There is a function for conditional mean in ffbase, but, that creates vector of length of number of classes in irisdf[,5]:

condMean(x = irisdf[,1], index = irisdf[,5], na.rm = FALSE)

, and not new vector of length of nrow(irisdf).

As @BondedDust suggested ave(base) gives right output :

VectorOfMeans <- ave(irisdf[,1], irisdf[,5], FUN=mean)
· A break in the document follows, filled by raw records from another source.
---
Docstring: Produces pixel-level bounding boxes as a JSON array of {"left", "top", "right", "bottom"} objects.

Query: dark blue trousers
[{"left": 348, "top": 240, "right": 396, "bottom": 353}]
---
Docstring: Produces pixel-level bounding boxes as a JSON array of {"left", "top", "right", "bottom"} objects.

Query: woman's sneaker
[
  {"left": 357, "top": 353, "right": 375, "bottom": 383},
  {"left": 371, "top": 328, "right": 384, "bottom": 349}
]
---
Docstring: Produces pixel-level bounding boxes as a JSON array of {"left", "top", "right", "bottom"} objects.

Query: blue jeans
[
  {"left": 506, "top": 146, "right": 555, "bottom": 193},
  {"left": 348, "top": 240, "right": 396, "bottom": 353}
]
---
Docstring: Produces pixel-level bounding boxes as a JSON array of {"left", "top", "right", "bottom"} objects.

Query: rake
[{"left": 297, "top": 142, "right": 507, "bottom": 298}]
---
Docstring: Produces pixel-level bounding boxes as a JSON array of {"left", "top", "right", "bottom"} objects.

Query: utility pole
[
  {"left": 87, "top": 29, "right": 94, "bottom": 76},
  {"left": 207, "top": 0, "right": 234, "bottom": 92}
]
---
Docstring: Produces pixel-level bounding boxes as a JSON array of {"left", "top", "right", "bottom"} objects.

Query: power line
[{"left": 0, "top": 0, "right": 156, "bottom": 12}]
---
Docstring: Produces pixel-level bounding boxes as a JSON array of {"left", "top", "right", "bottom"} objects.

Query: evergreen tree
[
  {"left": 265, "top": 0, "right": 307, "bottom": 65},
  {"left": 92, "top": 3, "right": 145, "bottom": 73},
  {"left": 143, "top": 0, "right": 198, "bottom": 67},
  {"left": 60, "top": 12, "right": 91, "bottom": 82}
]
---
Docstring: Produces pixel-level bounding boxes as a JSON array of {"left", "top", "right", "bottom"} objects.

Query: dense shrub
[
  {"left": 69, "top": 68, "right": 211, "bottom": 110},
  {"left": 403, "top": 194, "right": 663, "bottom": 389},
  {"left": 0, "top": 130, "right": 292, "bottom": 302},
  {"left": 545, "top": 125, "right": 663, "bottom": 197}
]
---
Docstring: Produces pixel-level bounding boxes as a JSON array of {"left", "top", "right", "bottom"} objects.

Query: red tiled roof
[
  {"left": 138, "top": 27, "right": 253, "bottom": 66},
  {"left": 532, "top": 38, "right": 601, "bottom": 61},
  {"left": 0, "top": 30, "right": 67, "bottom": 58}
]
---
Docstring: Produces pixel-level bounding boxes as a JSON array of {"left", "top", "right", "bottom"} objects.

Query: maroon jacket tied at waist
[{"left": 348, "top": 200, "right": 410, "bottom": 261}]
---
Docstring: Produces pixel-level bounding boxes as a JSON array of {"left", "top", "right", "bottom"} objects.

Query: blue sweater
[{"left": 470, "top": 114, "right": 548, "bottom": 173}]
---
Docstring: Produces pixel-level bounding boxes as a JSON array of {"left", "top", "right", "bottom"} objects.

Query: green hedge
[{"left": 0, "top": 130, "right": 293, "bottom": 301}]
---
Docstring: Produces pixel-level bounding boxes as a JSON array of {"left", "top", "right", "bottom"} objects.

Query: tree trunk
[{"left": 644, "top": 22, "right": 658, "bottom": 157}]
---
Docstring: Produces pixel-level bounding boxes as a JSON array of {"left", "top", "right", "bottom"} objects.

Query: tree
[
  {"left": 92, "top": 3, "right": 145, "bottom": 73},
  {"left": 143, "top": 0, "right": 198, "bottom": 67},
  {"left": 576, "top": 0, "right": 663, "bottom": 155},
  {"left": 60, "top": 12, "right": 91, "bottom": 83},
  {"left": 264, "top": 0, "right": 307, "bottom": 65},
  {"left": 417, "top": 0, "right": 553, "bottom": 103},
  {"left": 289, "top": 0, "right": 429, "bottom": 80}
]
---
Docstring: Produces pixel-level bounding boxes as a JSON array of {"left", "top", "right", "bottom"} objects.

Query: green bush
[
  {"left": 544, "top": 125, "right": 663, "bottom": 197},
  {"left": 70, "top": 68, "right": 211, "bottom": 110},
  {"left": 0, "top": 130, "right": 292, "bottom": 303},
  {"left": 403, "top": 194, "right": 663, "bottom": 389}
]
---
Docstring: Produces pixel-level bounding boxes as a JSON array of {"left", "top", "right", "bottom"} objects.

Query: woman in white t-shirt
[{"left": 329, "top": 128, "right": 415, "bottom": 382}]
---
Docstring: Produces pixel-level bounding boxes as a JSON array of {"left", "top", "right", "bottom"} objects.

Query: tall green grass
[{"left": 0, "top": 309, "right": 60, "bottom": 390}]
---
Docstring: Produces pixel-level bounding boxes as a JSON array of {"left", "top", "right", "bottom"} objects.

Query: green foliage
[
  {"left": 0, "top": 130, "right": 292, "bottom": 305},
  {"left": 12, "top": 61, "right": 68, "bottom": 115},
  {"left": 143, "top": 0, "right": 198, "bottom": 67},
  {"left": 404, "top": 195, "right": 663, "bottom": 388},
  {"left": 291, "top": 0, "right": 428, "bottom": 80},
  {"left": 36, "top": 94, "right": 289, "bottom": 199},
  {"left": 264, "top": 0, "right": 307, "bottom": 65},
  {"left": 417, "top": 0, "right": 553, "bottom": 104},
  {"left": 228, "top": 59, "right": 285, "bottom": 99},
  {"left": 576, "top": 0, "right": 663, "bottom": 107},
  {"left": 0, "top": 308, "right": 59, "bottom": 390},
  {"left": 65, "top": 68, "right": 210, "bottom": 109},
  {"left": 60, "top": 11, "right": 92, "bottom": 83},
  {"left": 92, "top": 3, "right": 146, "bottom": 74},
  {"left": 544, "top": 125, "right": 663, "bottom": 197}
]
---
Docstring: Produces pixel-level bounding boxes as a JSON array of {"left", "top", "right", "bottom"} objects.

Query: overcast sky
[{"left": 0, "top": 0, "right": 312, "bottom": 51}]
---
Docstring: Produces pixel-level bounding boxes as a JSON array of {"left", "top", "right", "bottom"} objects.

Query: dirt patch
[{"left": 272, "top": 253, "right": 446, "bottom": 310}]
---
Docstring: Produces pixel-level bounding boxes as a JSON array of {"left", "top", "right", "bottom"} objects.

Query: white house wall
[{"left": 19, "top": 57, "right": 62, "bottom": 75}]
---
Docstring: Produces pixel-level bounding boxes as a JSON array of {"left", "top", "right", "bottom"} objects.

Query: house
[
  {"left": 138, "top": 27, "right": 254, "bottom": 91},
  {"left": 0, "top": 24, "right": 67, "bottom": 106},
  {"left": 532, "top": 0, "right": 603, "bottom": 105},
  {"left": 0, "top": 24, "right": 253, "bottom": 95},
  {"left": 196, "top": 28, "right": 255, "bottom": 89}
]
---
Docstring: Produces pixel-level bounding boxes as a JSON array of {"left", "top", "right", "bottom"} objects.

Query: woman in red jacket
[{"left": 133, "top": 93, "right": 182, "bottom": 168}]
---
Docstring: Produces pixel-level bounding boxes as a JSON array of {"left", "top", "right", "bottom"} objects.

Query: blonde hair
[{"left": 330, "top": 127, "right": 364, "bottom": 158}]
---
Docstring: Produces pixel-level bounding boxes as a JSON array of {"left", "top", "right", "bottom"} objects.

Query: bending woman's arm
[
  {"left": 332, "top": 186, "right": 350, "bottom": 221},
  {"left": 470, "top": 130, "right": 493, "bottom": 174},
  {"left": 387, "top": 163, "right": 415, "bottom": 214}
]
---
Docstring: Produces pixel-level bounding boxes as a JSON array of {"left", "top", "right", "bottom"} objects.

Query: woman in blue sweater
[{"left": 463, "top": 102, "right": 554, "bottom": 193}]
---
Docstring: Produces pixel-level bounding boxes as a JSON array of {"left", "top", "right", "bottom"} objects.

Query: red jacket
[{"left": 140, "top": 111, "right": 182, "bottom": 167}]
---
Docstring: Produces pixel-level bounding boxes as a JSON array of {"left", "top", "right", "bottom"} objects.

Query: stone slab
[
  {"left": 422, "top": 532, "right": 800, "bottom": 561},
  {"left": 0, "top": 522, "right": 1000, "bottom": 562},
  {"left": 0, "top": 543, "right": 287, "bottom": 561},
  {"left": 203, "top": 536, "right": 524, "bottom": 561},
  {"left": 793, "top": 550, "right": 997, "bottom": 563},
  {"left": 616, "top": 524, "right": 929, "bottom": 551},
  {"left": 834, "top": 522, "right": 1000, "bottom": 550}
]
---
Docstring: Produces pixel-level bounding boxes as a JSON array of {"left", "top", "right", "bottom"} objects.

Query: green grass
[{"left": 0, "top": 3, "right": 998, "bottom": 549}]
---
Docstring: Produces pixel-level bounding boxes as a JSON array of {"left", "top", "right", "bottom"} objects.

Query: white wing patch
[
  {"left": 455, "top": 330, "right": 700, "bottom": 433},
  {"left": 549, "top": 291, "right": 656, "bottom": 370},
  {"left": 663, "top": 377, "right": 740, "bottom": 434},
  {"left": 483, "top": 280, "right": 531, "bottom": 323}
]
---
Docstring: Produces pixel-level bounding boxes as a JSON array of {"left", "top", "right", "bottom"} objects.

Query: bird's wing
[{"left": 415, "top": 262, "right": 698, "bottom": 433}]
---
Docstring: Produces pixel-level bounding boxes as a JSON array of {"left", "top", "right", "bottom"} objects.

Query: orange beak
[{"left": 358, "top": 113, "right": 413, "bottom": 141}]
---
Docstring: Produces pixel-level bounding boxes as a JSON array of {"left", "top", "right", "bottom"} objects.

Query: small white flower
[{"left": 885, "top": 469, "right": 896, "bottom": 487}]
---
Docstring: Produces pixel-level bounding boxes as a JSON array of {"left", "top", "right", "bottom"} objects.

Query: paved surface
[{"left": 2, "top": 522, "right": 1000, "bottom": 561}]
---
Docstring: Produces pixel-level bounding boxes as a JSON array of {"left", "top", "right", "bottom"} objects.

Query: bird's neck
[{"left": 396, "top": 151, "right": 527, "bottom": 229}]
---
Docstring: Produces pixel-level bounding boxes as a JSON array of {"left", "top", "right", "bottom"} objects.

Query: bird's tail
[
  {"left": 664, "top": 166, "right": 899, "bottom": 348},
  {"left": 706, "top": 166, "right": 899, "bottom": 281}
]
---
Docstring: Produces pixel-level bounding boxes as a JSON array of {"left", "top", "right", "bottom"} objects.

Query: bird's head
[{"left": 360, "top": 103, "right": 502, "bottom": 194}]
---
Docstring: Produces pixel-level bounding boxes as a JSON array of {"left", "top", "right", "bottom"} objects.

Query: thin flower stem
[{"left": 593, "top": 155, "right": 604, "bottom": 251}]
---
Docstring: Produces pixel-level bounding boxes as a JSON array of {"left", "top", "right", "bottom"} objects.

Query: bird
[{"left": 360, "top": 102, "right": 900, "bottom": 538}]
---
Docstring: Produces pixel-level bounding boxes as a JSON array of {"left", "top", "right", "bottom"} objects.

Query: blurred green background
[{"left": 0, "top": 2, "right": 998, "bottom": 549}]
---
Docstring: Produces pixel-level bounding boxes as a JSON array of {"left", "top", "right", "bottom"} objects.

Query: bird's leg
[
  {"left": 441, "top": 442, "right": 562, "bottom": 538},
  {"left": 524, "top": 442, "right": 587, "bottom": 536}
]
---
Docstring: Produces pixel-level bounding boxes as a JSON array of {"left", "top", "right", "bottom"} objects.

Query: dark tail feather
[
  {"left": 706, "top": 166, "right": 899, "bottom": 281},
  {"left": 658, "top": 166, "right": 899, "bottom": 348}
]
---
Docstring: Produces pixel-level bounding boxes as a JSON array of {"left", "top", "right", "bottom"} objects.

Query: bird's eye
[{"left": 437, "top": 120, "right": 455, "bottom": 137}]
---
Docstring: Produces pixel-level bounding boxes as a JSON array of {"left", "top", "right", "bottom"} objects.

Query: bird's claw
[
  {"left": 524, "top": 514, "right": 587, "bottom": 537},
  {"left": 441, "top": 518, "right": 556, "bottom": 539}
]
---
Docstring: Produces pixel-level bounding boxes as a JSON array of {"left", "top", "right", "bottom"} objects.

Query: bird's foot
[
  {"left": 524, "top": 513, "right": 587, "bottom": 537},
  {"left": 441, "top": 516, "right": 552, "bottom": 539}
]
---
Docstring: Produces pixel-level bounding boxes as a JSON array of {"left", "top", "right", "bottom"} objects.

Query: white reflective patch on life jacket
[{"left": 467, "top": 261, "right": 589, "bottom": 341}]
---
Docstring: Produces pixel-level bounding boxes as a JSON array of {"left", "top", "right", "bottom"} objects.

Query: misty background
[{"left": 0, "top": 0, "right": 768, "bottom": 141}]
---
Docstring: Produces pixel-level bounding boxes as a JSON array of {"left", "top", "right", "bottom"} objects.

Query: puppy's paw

so the final question is, how to add VectorOfMeans to irisdf, I've tried below code, which works :

irisdf=as.ffdf(iris)
VectorOfMeans <- as.ffdf(as.ff(ave(irisdf[,1], irisdf[,5], FUN=mean)))
irisdf <- cbind.ffdf2(df,VectorOfMeans )

with cbind.ffdf2 from SO answer, but I suppose, that SO question was about something more specific then main, and I suppose there is an easier(faster) way to do that. I would like to be able run bigglm.ff on obtained dataset (irisdf in example), you should look at my question about merging VectorOfMeans and irisdf in this context (as there are issues with physical/virtual modes of storage which I don't understand in details).


Solution

  • Perhaps this helps

    library(data.table)
    library(ffbase)
    x1 <- as.ffdf(iris)
    fd1 <- ffdfdply(x1, split=as.character(x1$Species), FUN=function(x) {
     x2 <- as.data.table(x)
     res <- x2[, NewMean:= mean(Sepal.Length), Species]
     as.data.frame(res)
    }, trace=T)